Bukan perkara mudah bagi seseorang untuk menahan amarahnya jika sudah menyala. Demikian pula, sesungguhnya tidak mudah bagi seseorang untuk memaafkan orang yang sudah berbuat buruk kepadanya dengan sengaja –jika Allah menjadikannya mampu untuk membalas dendam, maupun mengambil haknya dari orang yang telah berbuat buruk serta menyakitinya, dan mampu menimpakan keburukan serta gangguan sebagai pembalasan.
Karena itu, urutan ayat yang mulia serta keterkaitannya antara yang satu dengan lainnya, menjadi dalil yang meyakinkan betapa luas rahmat Allah kepada orang-orang yang menahan amarah dan memaafkan orang lain. Allah berfirman: “Dan bersegeralah kamu kepada ampunan dari Tuhanmu dan kepada Surga yang luasnya seluas langit dan bumi yang disediakan untuk orang-orang yang bertakwa. (Yaitu) orang-orang yang menafkahkan (hartanya) di waktu lapang maupun sempit, dan orang-orang yang menahan amarahnya, serta memaafkan (kesalahan) orang. Allah menyukai orang-orang yang berbuat kebajikan.” (Ali Imran: 133-134).
Di samping itu Allah telah menjadikan orang-orang yang berinfak di jalanNya serta orang-orang yang menahan amarah dan suka memaafkan orang lalin sebagai orang-orang muhsinin, yakni orang-orang berbuat kebajikan yang dicintai Allah. Maka bayangkan bagaimanakah kira-kira pahala besar yang sudah ditentukan hakikat dan keluasannya dari Surga yang luasnya seperti langit dan bumi?
Bayangkan pula, bagaimana pahala yang diperoleh orang-orang yang dicintai Allah itu? Bukankah mereka menjadi para pemilik kebahagiaan dan kedudukan yang tinggi di sisi Allah? Sudah barang tentu!
Hal itu tidak lain karena Allah mempunyai sifat sabar dan pemaaf, sehingga Dia mencintai orang-orang yang beriman serta berinfak agar menjadikan kedua sifat itu sebagai salah satu dari sifat-sifat mulia mereka yang sudah menancap dalam jiwa.
Sedangkan memberikan maaf kepada manusia merupakan sifat pertama rahmat Ilahi yang dikhususkan terhadap para hamba. Maka memaafkan, mengampuni, dan menerima taubat adalah sifat-sifat yang digunakan Allah untuk merahmati hamba-hambaNya.

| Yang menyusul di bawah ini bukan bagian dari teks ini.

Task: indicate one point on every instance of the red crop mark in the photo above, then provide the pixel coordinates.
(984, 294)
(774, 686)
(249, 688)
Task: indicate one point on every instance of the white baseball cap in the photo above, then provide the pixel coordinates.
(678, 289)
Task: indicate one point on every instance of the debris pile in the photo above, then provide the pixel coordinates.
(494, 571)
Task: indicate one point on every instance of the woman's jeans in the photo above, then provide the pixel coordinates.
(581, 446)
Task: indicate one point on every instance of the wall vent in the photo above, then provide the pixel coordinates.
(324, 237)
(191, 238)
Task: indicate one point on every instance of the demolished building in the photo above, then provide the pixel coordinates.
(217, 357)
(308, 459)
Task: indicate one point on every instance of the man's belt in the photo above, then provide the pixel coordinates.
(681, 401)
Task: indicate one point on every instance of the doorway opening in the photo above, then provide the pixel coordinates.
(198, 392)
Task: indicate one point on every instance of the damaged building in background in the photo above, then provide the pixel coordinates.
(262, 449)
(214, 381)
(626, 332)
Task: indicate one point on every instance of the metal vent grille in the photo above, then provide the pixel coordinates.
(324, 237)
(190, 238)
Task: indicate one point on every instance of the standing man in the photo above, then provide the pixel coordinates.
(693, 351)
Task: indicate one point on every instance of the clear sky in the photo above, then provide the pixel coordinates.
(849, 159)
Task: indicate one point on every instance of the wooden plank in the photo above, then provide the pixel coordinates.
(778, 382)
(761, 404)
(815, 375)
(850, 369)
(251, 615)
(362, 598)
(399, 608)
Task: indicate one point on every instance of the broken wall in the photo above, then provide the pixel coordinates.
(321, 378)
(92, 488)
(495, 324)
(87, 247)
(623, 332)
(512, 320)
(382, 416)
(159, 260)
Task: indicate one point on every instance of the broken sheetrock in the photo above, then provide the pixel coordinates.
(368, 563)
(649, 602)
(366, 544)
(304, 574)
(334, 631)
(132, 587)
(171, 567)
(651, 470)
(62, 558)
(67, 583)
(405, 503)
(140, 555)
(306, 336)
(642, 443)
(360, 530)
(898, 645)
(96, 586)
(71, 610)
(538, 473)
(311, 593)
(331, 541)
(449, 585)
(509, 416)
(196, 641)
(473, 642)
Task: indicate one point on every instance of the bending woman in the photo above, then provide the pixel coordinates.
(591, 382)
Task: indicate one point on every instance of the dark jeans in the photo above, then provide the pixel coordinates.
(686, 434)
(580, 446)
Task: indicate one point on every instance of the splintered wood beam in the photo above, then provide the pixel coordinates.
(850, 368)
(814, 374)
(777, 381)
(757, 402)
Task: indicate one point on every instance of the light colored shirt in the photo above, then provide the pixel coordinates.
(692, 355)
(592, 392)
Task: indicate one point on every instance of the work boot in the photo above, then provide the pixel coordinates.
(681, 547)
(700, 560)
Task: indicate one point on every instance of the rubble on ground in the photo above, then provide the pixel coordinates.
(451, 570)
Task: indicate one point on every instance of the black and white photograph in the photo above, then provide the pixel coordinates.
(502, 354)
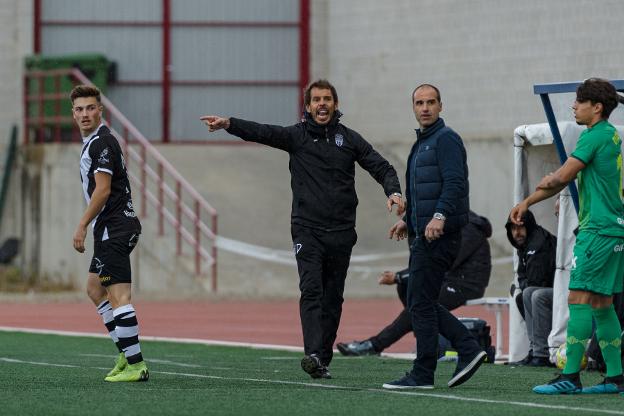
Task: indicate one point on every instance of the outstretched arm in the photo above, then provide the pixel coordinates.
(550, 185)
(215, 123)
(267, 134)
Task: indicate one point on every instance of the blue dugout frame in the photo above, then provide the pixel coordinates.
(543, 90)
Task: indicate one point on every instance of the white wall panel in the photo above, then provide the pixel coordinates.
(137, 51)
(236, 10)
(270, 105)
(234, 53)
(484, 55)
(124, 10)
(141, 105)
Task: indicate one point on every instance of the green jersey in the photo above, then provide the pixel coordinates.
(600, 182)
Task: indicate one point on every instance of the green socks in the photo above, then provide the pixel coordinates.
(609, 336)
(579, 332)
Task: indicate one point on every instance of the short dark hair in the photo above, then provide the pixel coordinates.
(322, 84)
(80, 91)
(430, 86)
(598, 90)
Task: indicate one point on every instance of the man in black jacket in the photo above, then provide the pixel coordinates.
(323, 153)
(536, 249)
(467, 279)
(437, 209)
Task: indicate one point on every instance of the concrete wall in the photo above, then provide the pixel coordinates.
(484, 55)
(15, 42)
(249, 186)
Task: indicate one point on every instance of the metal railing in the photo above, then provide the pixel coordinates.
(176, 203)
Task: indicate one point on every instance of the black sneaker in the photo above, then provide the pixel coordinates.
(407, 382)
(357, 348)
(610, 385)
(312, 365)
(466, 368)
(563, 384)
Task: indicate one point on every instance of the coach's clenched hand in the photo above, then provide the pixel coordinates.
(79, 236)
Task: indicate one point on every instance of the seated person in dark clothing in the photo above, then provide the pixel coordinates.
(467, 279)
(536, 249)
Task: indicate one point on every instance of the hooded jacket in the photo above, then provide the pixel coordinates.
(322, 168)
(537, 256)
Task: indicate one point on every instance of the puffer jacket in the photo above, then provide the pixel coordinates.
(437, 179)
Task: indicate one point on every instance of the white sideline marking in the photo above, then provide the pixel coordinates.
(404, 356)
(163, 339)
(330, 386)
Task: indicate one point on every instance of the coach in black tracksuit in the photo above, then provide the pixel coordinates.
(322, 153)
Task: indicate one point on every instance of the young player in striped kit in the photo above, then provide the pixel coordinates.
(116, 230)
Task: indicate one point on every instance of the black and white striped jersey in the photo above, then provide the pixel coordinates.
(101, 153)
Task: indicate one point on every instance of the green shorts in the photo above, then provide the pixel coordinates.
(598, 264)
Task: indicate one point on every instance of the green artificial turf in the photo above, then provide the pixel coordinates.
(64, 375)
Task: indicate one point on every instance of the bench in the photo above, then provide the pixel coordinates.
(497, 305)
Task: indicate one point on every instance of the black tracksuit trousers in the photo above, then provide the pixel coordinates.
(322, 261)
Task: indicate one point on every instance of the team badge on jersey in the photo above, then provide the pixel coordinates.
(104, 156)
(339, 140)
(297, 247)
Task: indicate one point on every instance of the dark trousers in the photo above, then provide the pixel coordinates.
(322, 261)
(429, 261)
(451, 297)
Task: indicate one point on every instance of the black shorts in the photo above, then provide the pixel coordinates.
(111, 259)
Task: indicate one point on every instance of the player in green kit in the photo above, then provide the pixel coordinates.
(598, 262)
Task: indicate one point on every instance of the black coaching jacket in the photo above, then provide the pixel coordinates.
(322, 168)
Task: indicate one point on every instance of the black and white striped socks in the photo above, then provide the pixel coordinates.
(106, 312)
(127, 330)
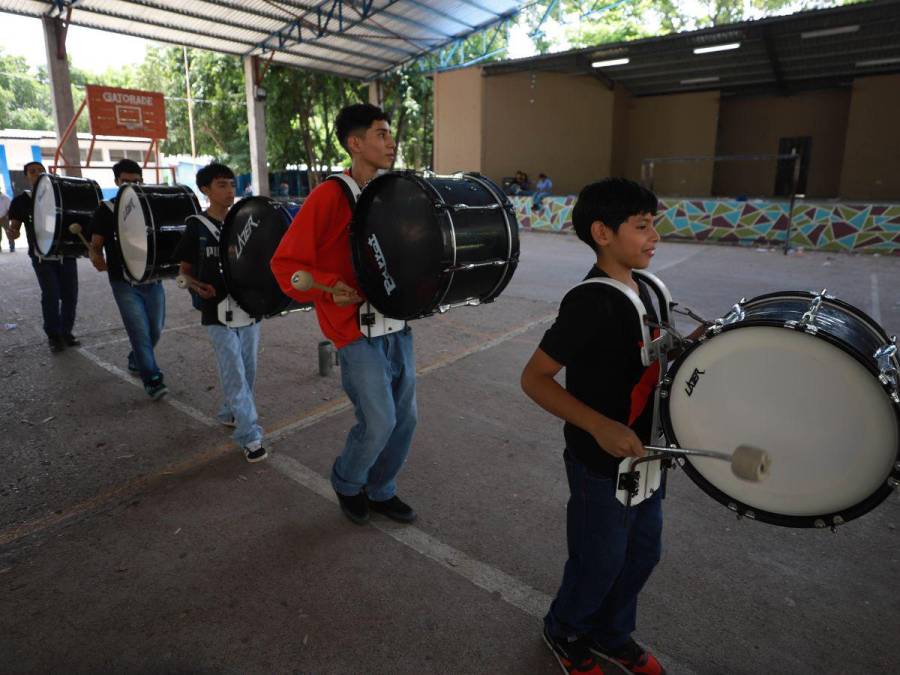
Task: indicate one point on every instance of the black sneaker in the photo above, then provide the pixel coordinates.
(156, 389)
(394, 508)
(256, 453)
(57, 344)
(355, 507)
(573, 656)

Allah berfirman: “Allah telah memaafkan apa yang telah lalu. Tapi barangsiapa yang kembali mengerjakannya, niscaya Allah akan menyiksanya. Allah Maha Kuasa lagi mempunyai (kekuasaan untuk) menyiksa.” (Al-Maidah: 95).
“Dan Dialah yang menerima taubat dari hamba-hambaNya, serta memaafkan kesalahan-kesalahan.” (Asy-Syuura: 25).
Ayat-ayat yang mulia juga telah membicarakan tentang sifat memaafkan, nilai-nilai akhlakNya yang tinggi, dan bagaimana Allah menuntut hal itu kepada para hamba, menganjurkan mereka terhadapnya, dan melimpahkan banyak pahala, ganjaran, pengampunan, serta rahmat kepada mereka.
Allah berfirman:
“Dan jika kamu memaafkan dan tidak memarahi serta mengampuni (mereka), maka sesungguhnya Allah Maha Pengampun lagi Maha Penyayang. ” ( At-Taghabun: 14).
“Jadilah pemaaf dan suruhlah orang-orang mengerjakan yang ma’ruf, serta berpalinglah dari orang-orang yang bodoh.” (Al-A’raaf: 199).
“Dan mereka bertanya kepadamu apa yang mereka nafkahkan. Katakanlah: ‘Sifat memaafkan’.” (AI-Baqarah: 219).
Ayat surat Al-Baqarah ini menjadi mutiara pemikiran, pahala, dan ganjaran yang luas maknanya. Ayat ini menyebutkan segala bentuk infak, baik infak materi yang bisa dirasakan, atau infak maknawi yang bisa dibaca dalam bentuk memberikan maaf dan mengampuni.*/Syaikh Mahir Ahmad, dalam bukunya Rahasia Istana Surga.